1. Use of modulators of the signal transduction pathway via the protein kinase Fyn for the prophylaxis and / or treatment of tumor diseases.

2. Use of modulators according to claim 1 for the treatment of neuroblastomas.

3. Use according to claim 1 or 2, wherein the modulators are inhibitors of enzymes which are inhibited directly or indirectly by active Fyn.

4. Use of modulators according to claim 1 or 2, which lead to an increase in Fyn activity in the tumor cells.

5. Use of modulators according to claim 1 or 2, wherein the modulators are inhibitors of protein kinase CSK.

6. Use of modulators according to one of claims 1 to 4, wherein the modulators are inhibitors of Rho-Kinase.

Use of modulators according to one of claims 1 to 4, wherein the modulators are inhibitors of MAP phosphatase.

8. Use of modulators according to one of claims 1 to 4, wherein the modulators are activators of protein kinase C.

9. Use of modulators according to claim 1 or 2, which inhibit the proteolytic degradation of Fyn kinase in vivo.

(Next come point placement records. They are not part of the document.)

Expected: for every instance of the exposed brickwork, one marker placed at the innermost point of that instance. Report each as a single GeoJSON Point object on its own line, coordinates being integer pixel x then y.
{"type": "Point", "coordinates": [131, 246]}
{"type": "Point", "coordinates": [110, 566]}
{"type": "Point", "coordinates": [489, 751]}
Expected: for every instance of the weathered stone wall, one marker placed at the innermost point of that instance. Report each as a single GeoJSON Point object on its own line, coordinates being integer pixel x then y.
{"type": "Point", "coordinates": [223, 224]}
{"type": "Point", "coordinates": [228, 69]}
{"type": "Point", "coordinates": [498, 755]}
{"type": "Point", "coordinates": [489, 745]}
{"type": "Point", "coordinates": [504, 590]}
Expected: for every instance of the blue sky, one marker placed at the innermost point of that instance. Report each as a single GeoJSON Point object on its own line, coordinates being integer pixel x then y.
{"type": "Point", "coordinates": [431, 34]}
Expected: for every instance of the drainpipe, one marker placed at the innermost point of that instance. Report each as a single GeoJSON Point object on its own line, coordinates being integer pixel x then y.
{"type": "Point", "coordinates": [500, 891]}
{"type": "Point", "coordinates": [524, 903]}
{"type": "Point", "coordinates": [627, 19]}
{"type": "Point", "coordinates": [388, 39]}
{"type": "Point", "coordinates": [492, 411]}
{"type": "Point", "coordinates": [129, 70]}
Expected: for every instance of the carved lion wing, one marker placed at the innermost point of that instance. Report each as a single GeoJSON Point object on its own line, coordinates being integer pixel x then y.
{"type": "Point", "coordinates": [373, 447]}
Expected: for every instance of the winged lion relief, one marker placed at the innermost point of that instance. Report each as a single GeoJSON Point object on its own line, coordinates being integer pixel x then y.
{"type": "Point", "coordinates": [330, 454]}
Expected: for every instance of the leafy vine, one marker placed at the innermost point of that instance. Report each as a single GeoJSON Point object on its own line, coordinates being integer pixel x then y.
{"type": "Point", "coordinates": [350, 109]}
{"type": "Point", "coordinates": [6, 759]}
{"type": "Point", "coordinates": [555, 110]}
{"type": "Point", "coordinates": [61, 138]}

10. Use of modulators according to claim 1 or 2, the modulators being inhibitors of phosphatases which

Counteract Fyn are.

11. Use of modulators according to claim 1 or 2, which contribute to an increase in signal transduction by Fyn.

12. Use of modulators of the signal transduction path via protein kinase Fyn for the manufacture of a medicament for suppressing the metastasis of tumors in the early stages.

13. Use of modulators according to claim 9, wherein the tumor is a pediatric or an adult tumor.

14. Use of modulators according to one of the preceding claims as part of a pharmaceutical composition, characterized in that the composition in addition to the modulator as an active ingredient optionally comprises carriers and / or adjuvants.

15. Use of modulators according to one of the preceding claims, characterized in that the modulator is in the form of a pharmacologically acceptable salt, solvates, hydrates, or a pharmacologically acceptable formulation.

16. Use of modulators according to one of the preceding claims, characterized in that the modulator is present as a prodrug, comprising the modulator and at least one pharmacologically acceptable protective group which is split off under physiological conditions.

17. Use of modulators according to one of the preceding claims, characterized in that the modulator is administered orally, parenterally, rectally, by inhalation, transdermally or intranasally.